23 September 2021
Ministers, distinguished guests, ladies and gentlemen, good evening.
First of all, thank you [Danny] for the introduction and the invitation to be with you this evening.
I’ve spoken in this hotel many times before, but each of those occasions was nothing like this evening.
So, it really is a pleasure to join you in person after such a long time apart.
I would like to take this opportunity to congratulate your outgoing President Alastair Blair. It was an unusual year to be President but also a very important one as we grappled with COVID-19 and planned our path to economic recovery.
I wish the very best to your successor, Frank Gleeson, and Deputy President Imelda Hurley, who I know will bring excellent insights to the table on a wide range of business challenges.
Since my appointment as Minister for Enterprise, Trade & Employment in June last year, I’ve had reason to interact with Danny and the wider IBEC organisation quite a lot – much more so than previously in my political career.

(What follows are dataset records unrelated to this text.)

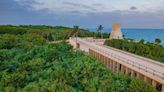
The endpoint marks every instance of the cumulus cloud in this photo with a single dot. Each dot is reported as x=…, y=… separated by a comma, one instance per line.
x=86, y=6
x=133, y=8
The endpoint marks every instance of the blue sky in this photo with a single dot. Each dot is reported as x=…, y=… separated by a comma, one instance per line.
x=85, y=13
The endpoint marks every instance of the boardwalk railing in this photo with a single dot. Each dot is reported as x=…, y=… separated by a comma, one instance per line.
x=130, y=62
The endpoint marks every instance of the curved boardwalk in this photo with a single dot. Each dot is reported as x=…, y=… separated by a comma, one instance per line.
x=149, y=70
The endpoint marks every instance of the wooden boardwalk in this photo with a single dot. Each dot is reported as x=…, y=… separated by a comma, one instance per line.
x=120, y=61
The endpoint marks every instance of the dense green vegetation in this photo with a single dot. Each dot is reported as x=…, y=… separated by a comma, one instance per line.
x=49, y=32
x=30, y=63
x=150, y=50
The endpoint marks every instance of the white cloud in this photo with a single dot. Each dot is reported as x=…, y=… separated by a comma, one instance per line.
x=87, y=6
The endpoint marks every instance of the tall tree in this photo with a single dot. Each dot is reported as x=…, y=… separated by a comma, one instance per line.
x=100, y=30
x=75, y=29
x=157, y=41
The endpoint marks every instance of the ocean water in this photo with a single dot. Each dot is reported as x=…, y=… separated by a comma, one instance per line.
x=148, y=35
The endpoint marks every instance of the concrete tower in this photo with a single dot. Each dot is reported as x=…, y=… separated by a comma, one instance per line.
x=116, y=32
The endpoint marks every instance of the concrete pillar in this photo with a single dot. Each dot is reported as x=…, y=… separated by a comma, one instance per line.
x=154, y=83
x=162, y=87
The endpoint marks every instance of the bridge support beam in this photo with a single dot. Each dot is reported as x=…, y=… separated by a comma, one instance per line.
x=126, y=70
x=114, y=65
x=145, y=79
x=132, y=73
x=122, y=68
x=162, y=87
x=154, y=83
x=118, y=67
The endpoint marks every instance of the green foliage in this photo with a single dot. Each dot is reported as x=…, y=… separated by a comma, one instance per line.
x=157, y=41
x=137, y=86
x=29, y=63
x=149, y=50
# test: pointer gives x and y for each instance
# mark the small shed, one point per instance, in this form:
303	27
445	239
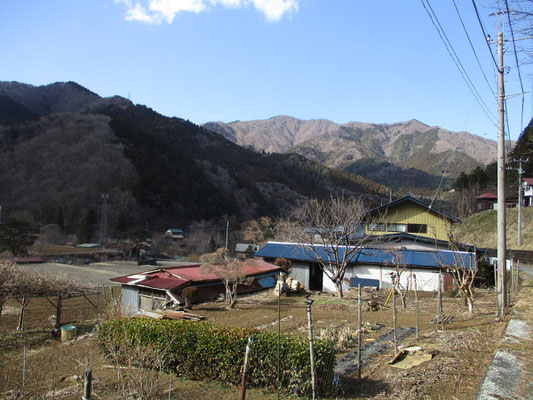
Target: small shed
152	290
485	201
175	233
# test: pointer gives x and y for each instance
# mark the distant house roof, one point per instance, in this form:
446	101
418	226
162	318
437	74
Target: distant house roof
411	199
244	247
414	258
398	236
488	196
171	278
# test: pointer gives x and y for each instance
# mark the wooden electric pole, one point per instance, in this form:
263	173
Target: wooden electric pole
501	253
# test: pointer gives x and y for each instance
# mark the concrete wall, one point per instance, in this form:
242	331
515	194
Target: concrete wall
427	279
130	300
300	272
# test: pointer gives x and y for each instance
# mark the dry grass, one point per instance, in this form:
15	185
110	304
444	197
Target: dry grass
462	351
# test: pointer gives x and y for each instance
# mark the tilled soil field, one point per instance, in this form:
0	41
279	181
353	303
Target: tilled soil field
460	352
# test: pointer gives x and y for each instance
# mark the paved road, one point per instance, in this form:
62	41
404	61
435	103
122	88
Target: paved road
97	273
510	374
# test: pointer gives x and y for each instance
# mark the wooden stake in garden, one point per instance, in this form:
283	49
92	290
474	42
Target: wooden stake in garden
308	303
359	333
441	314
394	322
87	384
245	367
417	328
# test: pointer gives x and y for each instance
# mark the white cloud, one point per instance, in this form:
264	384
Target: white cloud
274	9
157	11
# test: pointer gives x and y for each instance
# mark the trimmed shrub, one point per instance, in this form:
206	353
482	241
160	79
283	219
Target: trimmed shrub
204	351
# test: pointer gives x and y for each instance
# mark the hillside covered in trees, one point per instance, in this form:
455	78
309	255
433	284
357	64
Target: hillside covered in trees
479	180
62	146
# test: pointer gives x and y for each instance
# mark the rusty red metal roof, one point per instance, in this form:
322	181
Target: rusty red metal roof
170	278
487	195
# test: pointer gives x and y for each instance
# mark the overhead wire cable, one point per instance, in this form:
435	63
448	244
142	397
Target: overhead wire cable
458	63
436	23
473	49
517	64
485	35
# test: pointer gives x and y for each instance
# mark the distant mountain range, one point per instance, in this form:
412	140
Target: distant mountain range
62	146
402	155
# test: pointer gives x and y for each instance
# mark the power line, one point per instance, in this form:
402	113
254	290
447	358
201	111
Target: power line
455	58
517	65
473	49
485	36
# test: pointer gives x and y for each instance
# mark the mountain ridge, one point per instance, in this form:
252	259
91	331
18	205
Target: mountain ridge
408	145
167	171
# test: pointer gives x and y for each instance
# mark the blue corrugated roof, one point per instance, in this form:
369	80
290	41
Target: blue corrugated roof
415	258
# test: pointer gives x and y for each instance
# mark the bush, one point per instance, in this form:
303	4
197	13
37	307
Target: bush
210	352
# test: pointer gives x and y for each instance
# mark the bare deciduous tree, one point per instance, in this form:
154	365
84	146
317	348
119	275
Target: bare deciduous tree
331	232
230	272
400	268
463	270
22	284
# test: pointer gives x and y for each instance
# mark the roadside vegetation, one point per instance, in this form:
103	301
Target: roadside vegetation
481	229
459	353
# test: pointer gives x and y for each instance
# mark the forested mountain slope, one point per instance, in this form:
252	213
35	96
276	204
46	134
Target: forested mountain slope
384	153
62	146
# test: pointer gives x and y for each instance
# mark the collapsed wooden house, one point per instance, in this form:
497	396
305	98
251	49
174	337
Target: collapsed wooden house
155	289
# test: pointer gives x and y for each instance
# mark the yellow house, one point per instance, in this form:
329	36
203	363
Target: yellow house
412	216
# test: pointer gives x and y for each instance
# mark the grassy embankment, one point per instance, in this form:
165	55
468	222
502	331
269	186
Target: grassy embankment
481	229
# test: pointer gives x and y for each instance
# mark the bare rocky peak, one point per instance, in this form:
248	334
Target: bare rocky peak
336	144
273	135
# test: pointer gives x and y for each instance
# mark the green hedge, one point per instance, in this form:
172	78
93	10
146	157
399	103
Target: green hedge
210	352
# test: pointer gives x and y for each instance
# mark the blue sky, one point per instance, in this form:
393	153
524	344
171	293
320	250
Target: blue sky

I have been seriously impressed by your work – how IBEC represents its members’ interests, how it contributes to the national debate and how it conducts its business on a range of government committees.
The past 18 months has been a period like no other. We had to show pragmatism, adaptability and grit. We got that in abundance from IBEC and many others. They are qualities that come naturally to us in Ireland.
When I gave that speech in Washington at the start of the pandemic, I said that “Acting together, as one nation, we can save many lives”.
We have done that. We have seen how effective we can be as a country – everyone acting together in pursuit of common goals.
This need not be exceptional. We must try to hold on to the positive elements of that exceptional national effort.
In my remaining 15 months in the Department of Enterprise, Trade & Employment, I want to work with IBEC, worker representatives and others to implement the series of reforms I have started.
It is guided by our Economic Recovery Plan, published earlier this summer. It sets out to:
- Restore our public finances to good health through jobs and business not austerity, by going for growth and not retrenchment and aiming for a rapid recovery.
- Restore existing jobs and create new ones in areas like construction, climate action and digital transformation and the care economy.
- Reach 2.5 million people at work in Ireland by 2024, setting a new record.
But it’s also about building a new economy that is more inclusive, more secure. A just society - the move to a living wage, statutory sick pay, occupational pensions for all workers, flexibility in the workplace, remote working and more opportunities for promotion, training, education, research, and gender equality.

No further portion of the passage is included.